Sicilian Moor's Heads: History and Legend

The Moor's heads depict a man and a woman, protagonists of a legend that has enchanted admirers of Sicilian history and culture for almost a thousand years. The legend tells of a young girl, who lived at the beginning of 1100 AD, beautiful and devoted to the care of her plants on the balcony of her house in Palermo, in the Kalsa district, who fell madly in love with a Moorish soldier, who was also overwhelmed by passion for the beautiful lady. It was a fiery, sentimental love with a mysterious ending!

According to one version of the legend, the girl was deceived by the soldier: in reality married with children, and ready to abandon her to return to his homeland. The discovery of this betrayal pushed the girl to kill her lover in his sleep, to decapitate him and to use the head as a vase for basil, which was then put on display on the balcony of the house. Again according to the tragic legend, the basil grew so luxuriant that it aroused the envy of all the neighbors, who began to have the craftsmen make vases in the shape of heads , that is, the current Moor's heads (also called by some Turks' Heads), a symbol of passion and love that must not be betrayed.
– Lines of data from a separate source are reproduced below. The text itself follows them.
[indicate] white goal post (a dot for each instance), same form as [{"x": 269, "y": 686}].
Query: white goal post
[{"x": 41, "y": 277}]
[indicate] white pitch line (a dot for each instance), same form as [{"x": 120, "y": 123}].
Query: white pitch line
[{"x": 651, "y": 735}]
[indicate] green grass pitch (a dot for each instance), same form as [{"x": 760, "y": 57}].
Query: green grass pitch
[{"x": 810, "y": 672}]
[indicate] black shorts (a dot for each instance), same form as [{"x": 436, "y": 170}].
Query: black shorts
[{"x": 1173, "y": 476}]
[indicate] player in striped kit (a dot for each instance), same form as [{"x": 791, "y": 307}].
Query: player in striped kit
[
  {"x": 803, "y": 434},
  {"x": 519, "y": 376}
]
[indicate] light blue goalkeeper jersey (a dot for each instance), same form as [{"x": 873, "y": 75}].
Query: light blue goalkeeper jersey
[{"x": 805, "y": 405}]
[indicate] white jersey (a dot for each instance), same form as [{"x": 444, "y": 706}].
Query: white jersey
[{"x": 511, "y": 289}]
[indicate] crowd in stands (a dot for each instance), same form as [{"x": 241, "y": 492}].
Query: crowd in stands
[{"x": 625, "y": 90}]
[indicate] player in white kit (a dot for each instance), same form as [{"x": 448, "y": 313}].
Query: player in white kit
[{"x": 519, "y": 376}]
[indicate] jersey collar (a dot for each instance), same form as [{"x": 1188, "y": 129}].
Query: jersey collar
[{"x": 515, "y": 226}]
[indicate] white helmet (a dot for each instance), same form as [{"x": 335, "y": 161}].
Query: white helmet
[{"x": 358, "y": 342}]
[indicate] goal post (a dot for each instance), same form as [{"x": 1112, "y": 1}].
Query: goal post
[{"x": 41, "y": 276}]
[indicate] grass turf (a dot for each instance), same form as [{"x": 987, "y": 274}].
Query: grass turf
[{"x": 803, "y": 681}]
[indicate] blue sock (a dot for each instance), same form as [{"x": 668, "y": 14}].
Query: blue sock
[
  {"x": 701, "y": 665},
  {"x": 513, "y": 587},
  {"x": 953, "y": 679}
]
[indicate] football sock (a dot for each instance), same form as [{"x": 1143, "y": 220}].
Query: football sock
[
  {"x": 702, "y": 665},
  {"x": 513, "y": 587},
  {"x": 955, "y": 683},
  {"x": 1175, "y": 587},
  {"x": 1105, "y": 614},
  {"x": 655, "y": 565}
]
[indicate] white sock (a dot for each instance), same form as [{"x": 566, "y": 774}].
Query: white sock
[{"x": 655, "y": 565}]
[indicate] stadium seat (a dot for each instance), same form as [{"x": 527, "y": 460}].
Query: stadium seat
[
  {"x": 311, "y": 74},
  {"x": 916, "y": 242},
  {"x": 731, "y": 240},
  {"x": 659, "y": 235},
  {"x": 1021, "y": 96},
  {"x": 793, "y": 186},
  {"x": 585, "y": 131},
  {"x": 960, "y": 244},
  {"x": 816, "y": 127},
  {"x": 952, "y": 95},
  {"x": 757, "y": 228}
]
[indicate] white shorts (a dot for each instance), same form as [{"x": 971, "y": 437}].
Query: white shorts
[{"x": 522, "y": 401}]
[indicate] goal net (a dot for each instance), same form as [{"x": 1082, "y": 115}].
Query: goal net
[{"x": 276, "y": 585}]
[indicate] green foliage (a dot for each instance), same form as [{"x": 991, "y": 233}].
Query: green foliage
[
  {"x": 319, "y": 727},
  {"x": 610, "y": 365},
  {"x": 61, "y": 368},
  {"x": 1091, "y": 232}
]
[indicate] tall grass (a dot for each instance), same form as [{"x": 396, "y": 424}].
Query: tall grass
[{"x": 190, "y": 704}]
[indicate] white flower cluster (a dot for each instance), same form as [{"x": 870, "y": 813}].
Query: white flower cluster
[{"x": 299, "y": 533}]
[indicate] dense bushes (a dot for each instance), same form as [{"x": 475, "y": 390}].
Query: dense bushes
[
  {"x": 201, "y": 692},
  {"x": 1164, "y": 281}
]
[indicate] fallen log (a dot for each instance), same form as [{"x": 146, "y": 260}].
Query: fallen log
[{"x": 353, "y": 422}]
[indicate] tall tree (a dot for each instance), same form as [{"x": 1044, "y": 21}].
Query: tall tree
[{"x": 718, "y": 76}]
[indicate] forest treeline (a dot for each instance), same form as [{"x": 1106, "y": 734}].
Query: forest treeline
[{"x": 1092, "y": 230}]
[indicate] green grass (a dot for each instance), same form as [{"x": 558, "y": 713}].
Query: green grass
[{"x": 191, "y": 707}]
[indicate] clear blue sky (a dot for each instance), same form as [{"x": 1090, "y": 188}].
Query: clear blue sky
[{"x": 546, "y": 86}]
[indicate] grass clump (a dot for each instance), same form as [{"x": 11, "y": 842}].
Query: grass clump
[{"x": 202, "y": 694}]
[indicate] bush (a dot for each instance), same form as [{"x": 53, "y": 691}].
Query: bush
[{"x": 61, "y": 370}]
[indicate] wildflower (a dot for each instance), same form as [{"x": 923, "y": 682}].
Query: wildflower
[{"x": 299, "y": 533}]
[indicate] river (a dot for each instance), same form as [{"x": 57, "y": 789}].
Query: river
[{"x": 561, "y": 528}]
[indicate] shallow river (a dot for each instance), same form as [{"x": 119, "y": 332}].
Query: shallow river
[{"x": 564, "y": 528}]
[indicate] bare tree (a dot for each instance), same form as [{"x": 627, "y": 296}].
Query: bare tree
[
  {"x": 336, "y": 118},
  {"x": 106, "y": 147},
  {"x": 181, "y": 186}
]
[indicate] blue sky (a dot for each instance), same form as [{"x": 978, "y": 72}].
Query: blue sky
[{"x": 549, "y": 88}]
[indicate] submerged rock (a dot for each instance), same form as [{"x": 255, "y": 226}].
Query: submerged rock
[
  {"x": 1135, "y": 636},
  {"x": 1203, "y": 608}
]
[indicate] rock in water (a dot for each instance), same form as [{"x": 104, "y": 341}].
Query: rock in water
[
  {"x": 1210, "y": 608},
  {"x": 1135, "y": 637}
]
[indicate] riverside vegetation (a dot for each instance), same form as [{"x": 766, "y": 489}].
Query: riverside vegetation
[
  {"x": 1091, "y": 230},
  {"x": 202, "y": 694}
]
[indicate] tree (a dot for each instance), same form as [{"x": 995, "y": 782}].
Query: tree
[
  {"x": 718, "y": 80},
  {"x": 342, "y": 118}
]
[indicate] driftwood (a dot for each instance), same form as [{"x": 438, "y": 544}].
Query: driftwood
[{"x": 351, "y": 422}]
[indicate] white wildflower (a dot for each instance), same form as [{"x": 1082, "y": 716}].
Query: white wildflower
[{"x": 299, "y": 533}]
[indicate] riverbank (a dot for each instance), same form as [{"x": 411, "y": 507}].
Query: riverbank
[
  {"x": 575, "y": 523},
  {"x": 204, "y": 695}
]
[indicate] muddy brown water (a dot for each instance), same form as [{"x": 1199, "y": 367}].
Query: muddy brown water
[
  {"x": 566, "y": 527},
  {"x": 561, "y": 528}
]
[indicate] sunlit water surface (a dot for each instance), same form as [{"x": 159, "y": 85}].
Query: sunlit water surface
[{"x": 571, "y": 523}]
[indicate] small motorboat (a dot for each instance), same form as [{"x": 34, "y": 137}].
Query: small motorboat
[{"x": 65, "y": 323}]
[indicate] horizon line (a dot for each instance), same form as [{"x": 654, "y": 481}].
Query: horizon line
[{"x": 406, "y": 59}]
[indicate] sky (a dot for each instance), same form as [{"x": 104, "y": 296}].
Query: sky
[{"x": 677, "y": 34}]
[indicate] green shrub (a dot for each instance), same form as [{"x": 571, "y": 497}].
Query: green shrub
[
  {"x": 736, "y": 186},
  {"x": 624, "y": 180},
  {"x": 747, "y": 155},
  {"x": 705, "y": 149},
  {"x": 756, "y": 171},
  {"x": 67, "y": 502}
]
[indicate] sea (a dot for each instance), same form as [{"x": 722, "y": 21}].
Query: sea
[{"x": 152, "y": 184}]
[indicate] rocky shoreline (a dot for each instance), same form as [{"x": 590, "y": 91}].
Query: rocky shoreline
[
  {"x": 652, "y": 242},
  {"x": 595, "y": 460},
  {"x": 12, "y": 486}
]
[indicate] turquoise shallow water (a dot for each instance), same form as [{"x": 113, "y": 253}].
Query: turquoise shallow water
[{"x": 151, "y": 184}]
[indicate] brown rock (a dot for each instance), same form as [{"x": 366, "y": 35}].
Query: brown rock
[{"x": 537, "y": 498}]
According to another version of the legend, the two lovers were both killed and beheaded by her family, who did not approve of their love affair, and their heads were put on display as a warning against illicit unions. From this story, the depiction of the Moor's heads as a couple is a symbol of passion and love that transcends time.

They are now the symbol of Sicily and transform a tragic and mysterious story into a symbol of wealth and life.